Explicit Resource File (ERF) format
Purpose
The Explicit Resource File (ERF) is a formatted file that is read or written as directed by the jsrun command options, –erf_input
and –erf_output
. The ERF format allows users to express the following:
- Regular and arbitrary rank placement, binding, and ordering of processes in a job step.
- Placement and binding in terms of SMT threads (PUs or processing units).
- Accessible resources in terms of SMT threads, GPUs, and memory.
- Rank placement and accessible PUs regardless of hardware SMT levels.
- Rank layout of both SPMD and MPMD applications.
- Hosts by logical or actual hostname.
- Ranges of hostnames, cpus, gpus, and memory.
- Comments
Syntax
The file is composed of a preamble that allows for the specification of the following symbols, which influence the entirety of the job step:
-
launch_distribution: VALUE: The possible values are the same as the jsrun
–launch_distribution
option. The value of the jsrun command-line option of the same name can be used to override the value in the file. If unspecified, the default value of the jsrun-launch_disribution
option is used. -
overlapping-rs: VALUE: The possible values are: error, warn and allow. When JSM determines that there are resources that are members of two or more resource sets, the value of
overlapping-rs
is used to determine how to proceed.- error - Issue an error when detected. Fail the launch (default).
- warn - Issue a warning when detected. Allow the launch.
- allow - No message issued when detected. Allow the launch.
-
oversubscribe-cpu: VALUE: The possible values are: error, warn and allow. When JSM determines that multiple ranks are assigned to a single CPU, the value of oversubscribe-cpu is used to determine how to proceed.
- error - Issue an error when detected. Fail the launch (default).
- warn - Issue a warning when detected. Allow the launch.
- allow - No message issued when detected. Allow the launch.
-
oversubscribe-gpu: VALUE: The possible values are: error, warn and allow.
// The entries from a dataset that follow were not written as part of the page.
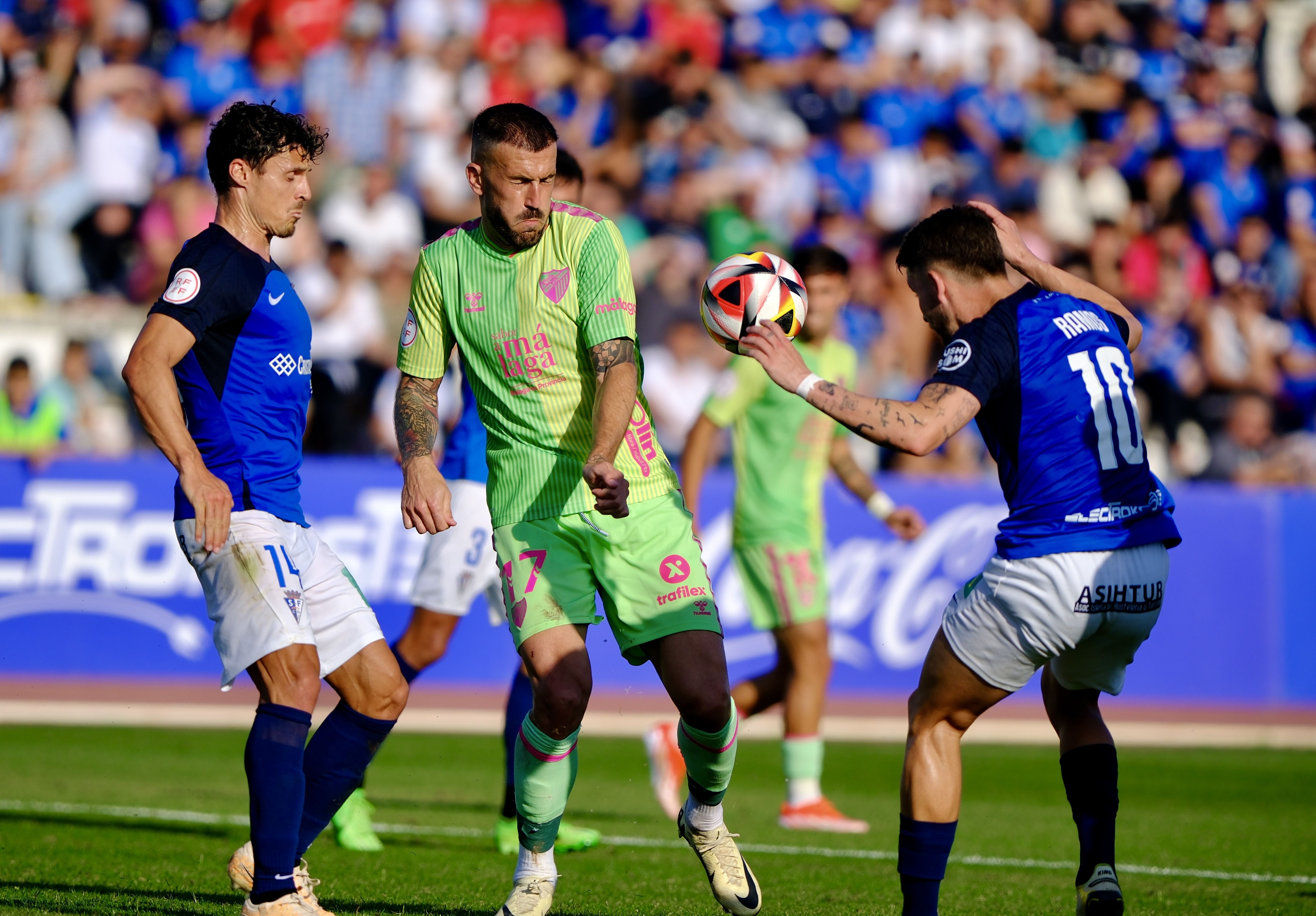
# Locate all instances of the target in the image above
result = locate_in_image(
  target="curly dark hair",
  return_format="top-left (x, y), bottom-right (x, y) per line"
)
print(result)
top-left (205, 101), bottom-right (329, 197)
top-left (896, 205), bottom-right (1005, 280)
When JSM determines that multiple ranks are assigned to a single GPU, the value of
oversubscribe-gpu
is used to determine how to proceed.- error - Issue an error when detected. Fail the launch (default).
- warn - Issue a warning when detected. Allow the launch.
- allow - No message issued when detected. Allow the launch.
-
oversubscribe-mem: VALUE: The possible values are: error, warn and allow. When JSM determines that multiple ranks are assigned to the range of memory values, the value of
oversubscribe-mem
is used to determine how to proceed.- error - Issue an error when detected. Fail the launch (default).
- warn - Issue a warning when detected. Allow the launch.
- allow - No message issued when detected. Allow the launch.
-
cpu_index_using: VALUE: The possible values are: physical, and logical. Indicates whether the CPU specifications in the file are based on physical or logical identifiers.
The preamble can also contain information about the applications that are used in the job step:
app <#>: COMMAND LINE
The number must start with 0 and increment for each application specified. The command line is the full command line of the application. For job steps with a single application, the
command line can be specified on the jsrun command line rather than using the app syntax within the ERF file.
The body of the ERF file contains specifications of resource sets and the ranks to execute within each resource set. The specification of the resource set also explicitly specifies which of the CPUs in the resource set each rank should be bound to. Therefore, each line is a rank specification followed by a resource set specification:
RANK_SPECIFICATION : RESOURCE_SET_SPECIFICATION [: APPLICATION SPECIFICATION ]
The RANK_SPECIFICATION
is one of the following two formats.
Specific rank specification
rank: RANGE
RANGE values can be specified as follows:
# Example: 1 The brackets are optional for single values
# -# Example: 1-5 Meaning: 1,2,3,4,5 (range always increasing)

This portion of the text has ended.